Alfred Nobel, Nobel Peace PrizeNobel Peace Prize, Alfred Nobel. Photo: nobelpeaceprize.org

Renewed Nobel battle in the Progress Party

The party veterans, Carl I. Hagen and Inger-Marie Ytterhorn, challenge each other for a place in the Nobel Peace Prize Committee. But both can be outmaneuvered by the nomination committee.

 

After 18 years as a member of the Nobel Committee, Ytterhorn had to take a time out before she concluded. This weekend the answer was clear: the 76-year-old told the election committee in the Progress Party (FrP) that she wants another period in the committee that awards the Nobel Peace Prize.

– I meet many exciting people. And it’s still an exciting job, says Ytterhorn to Aftenposten.

At the same time, the former party leader, Carl I. Hagen (73), has announced his interest in joining the Nobel Peace Prize Committee, as he even did in 2011.

Could be someone else

The chairman of the election committee in the Progress Party’s parliamentary group, Ulf Leirstein, confirms to NTB that both Hagen and Ytterhorn wish to be candidates. But at the same time he emphasizes that it can be someone else completely:

– It is not necessarily only a choice between Hagen and Ytterhorn when the Progress  Party seat in the Nobel Committee is to be occupied.
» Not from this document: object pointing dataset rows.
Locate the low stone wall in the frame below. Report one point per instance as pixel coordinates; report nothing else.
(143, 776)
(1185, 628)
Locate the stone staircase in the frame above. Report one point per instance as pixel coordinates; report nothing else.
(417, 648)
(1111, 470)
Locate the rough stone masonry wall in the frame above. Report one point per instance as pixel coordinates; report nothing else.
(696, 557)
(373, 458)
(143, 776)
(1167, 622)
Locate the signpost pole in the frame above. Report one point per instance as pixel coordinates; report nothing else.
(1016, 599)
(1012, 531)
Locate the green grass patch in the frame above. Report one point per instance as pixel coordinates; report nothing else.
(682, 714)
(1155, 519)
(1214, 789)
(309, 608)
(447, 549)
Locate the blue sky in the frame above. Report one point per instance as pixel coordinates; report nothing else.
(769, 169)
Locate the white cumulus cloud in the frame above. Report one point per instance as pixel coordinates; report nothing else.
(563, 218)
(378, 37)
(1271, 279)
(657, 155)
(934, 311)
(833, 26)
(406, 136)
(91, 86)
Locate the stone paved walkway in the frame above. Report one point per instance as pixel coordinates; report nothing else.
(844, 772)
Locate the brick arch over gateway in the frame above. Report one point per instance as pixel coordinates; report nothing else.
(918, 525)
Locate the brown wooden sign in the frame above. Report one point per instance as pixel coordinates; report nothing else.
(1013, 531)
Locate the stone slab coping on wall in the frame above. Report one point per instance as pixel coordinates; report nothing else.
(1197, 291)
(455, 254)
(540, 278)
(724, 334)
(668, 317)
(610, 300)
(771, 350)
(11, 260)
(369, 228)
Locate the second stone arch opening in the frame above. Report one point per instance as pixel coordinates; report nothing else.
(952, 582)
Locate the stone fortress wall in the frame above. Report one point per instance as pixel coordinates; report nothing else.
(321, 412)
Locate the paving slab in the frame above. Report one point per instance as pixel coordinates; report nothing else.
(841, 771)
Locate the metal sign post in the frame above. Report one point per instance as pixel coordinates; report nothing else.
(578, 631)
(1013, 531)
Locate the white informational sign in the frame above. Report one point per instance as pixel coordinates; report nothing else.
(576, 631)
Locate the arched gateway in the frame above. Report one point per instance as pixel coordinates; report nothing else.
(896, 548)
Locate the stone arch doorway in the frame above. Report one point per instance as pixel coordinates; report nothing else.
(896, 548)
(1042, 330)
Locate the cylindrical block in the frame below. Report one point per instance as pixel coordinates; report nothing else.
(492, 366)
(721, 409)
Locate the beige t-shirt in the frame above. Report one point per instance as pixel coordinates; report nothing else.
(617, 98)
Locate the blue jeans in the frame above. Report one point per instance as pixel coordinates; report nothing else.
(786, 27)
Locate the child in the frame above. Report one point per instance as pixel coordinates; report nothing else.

We have many good candidates in our party and I expect other proposals when the parliamentary group is invited to come up with proposals, says Leirstein to NTB.

Ice front

Hagen himself answers NTB’s question if he still wishes for a seat on the Nobel Committee after Ytterhorn has announced her interest in continuing.

“I have no comment,” says the man who in 2011 resigned as the party’s general for the elderly after he lost to Ytterhorn.

The process led to an already cold relationship between Ytterhorn and Hagen freezing over totally:

– She could have withdrawn and let me have the Nobel job, not in the least to show gratitude to all the political opportunities and meaningful work I had made sure she was given, says Hagen in Gunnar Ringheim’s book “the Progress Party – unfiltered” (FrP – rett fra levra).

Electable as a substitute?

The Nobel Peace Prize Committee is elected by the Parliament after the parties have submitted proposals of their candidates. The committee is supposed to act independently of the Norwegian authorities.

If the Progress Party’s parliamentary group should point to Hagen, it may trigger a debate if the former party leader is electable or not. The uncertainty relates to the rule that states that a active parliamentary representative can not be in the Nobel Committe. Hagen is currently substitute member of Parliament for Oslo.